Ilmu pengetahuan sejak awal peradaban manusia senantiasa mengalami perkembangan seiring perubahan cara pandang dan paradigma. Dalam filsafat ilmu, ilmu tidak dipahami hanya sebagai kumpulan pengetahuan, melainkan sebagai suatu sistem yang dibentuk oleh kerangka teori, metode, dan nilai yang berlaku pada suatu zaman tertentu. Thomas Kuhn menyebut perubahan besar dalam ilmu sebagai scientific revolution, yaitu pergeseran paradigma yang mengubah cara pandang manusia terhadap realitas (Kuhn, 1962).
Di era kontemporer, munculnya kecerdasan buatan (Artificial Intelligence/AI) memunculkan perdebatan baru dalam filsafat ilmu: bagaimana status pengetahuan yang dihasilkan mesin? Apakah AI sekadar alat, atau ia dapat menjadi subjek epistemik baru? Pertanyaan-pertanyaan ini menunjukkan bahwa filsafat ilmu tetap relevan untuk mengkaji dinamika perkembangan ilmu pengetahuan.
Tulisan ini bertujuan membahas perkembangan dan perubahan paradigma ilmu pengetahuan, terutama dalam konteks era kecerdasan buatan, sekaligus menganalisis tantangan epistemologi, ontologi, dan etika yang muncul. Selain itu, tulisan ini menghadirkan perspektif filsafat Islam agar kajian lebih komprehensif dan relevan dengan realitas kontemporer.

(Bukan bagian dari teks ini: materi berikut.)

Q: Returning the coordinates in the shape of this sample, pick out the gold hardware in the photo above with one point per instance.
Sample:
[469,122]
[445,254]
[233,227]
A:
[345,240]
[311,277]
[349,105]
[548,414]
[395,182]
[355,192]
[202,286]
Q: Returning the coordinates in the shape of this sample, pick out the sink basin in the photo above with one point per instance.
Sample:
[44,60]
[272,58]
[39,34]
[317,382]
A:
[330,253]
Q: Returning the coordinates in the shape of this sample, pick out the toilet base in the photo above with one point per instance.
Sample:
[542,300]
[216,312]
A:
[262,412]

Perkembangan Ilmu Pengetahuan dan Paradigma
Perjalanan ilmu pengetahuan dapat dipetakan melalui beberapa paradigma besar. Pada masa Yunani Kuno, Aristoteles mengembangkan paradigma teleologis yang menekankan bahwa segala sesuatu memiliki tujuan. Pada masa modern, paradigma mekanistik Newton mendominasi, melihat alam sebagai mesin yang dapat dijelaskan dengan hukum kausalitas deterministik. Paradigma ini bertahan berabad-abad hingga abad ke-20 ketika teori relativitas Einstein dan mekanika kuantum memunculkan paradigma baru yang menekankan relativitas, probabilitas, dan keterbatasan observasi.
Perubahan paradigma tidak hanya soal teori, melainkan juga menyangkut cara manusia memahami realitas. Kuhn menegaskan bahwa paradigma ilmiah menentukan apa yang dianggap sebagai masalah sahih, metode yang tepat, hingga jawaban yang dapat diterima. Ilmu pengetahuan tidak pernah netral, melainkan selalu dibentuk oleh kerangka nilai dan perspektif zaman (Kuhn, 1962).

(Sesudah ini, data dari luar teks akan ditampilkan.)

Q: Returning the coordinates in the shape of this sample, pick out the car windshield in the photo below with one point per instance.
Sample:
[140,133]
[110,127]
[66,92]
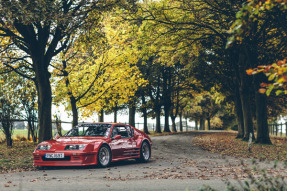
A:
[98,130]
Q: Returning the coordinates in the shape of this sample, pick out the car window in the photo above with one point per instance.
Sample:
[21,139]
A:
[98,130]
[120,130]
[130,131]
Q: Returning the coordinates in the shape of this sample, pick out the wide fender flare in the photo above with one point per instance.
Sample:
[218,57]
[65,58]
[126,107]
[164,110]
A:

Di era kontemporer, perkembangan teknologi digital dan AI menunjukkan tanda-tanda lahirnya paradigma baru. Ilmu tidak lagi sekadar domain manusia, melainkan diwarnai oleh sistem komputasi yang mampu belajar, memprediksi, bahkan menciptakan pengetahuan. Hal ini menimbulkan pertanyaan mendasar: apakah kita sedang menyaksikan revolusi ilmiah baru yang setara dengan revolusi Copernicus atau Einstein?
Selain itu, pandemi COVID-19 menambah urgensi pemanfaatan AI dalam ilmu pengetahuan. Misalnya, algoritma AI digunakan untuk mempercepat penemuan vaksin dan pemodelan penyebaran virus. Dalam konteks ini, AI tidak hanya menjadi alat, tetapi juga sebagai mediator dalam proses ilmiah, memperluas kapasitas manusia dalam menghadapi tantangan global.

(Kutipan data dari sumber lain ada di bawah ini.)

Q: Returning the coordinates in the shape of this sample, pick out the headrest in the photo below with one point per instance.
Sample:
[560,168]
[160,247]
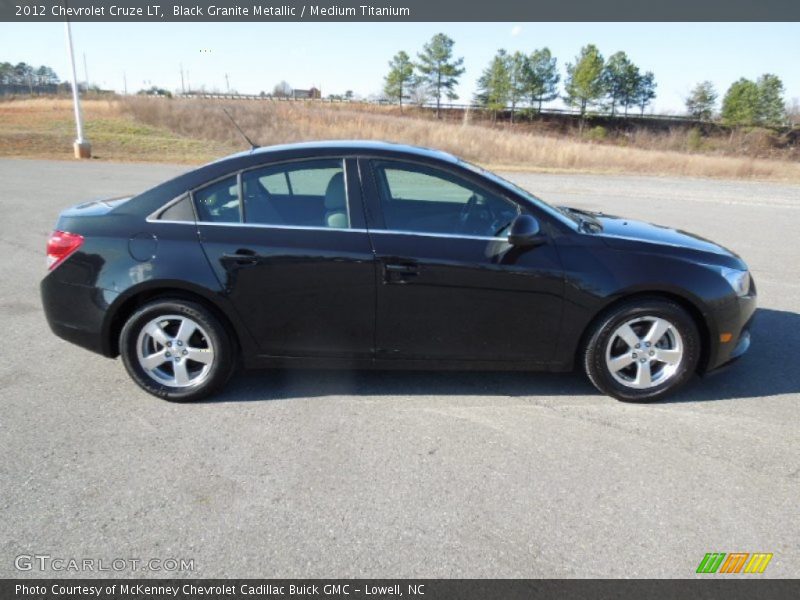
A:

Perubahan Paradigma di Era Kecerdasan Buatan
AI telah mengubah hampir semua bidang kehidupan, dari kedokteran, ekonomi, transportasi, hingga pendidikan. Kemampuan machine learning dan deep learning memungkinkan sistem memproses data dalam skala masif dan menghasilkan prediksi dengan akurasi tinggi. Fenomena ini menantang posisi manusia sebagai satu-satunya agen epistemik.
Jika selama ini pengetahuan dipahami sebagai hasil interaksi manusia dengan realitas melalui metode ilmiah, kini AI mampu menghasilkan hipotesis dan pola tanpa intervensi langsung dari manusia. Misalnya, sistem AI dapat menemukan potensi obat baru dengan menganalisis jutaan data biologis lebih cepat dibandingkan para ilmuwan. Dalam kerangka Kuhn, hal ini menandakan pergeseran dari paradigma antroposentris menuju paradigma techno-sentris.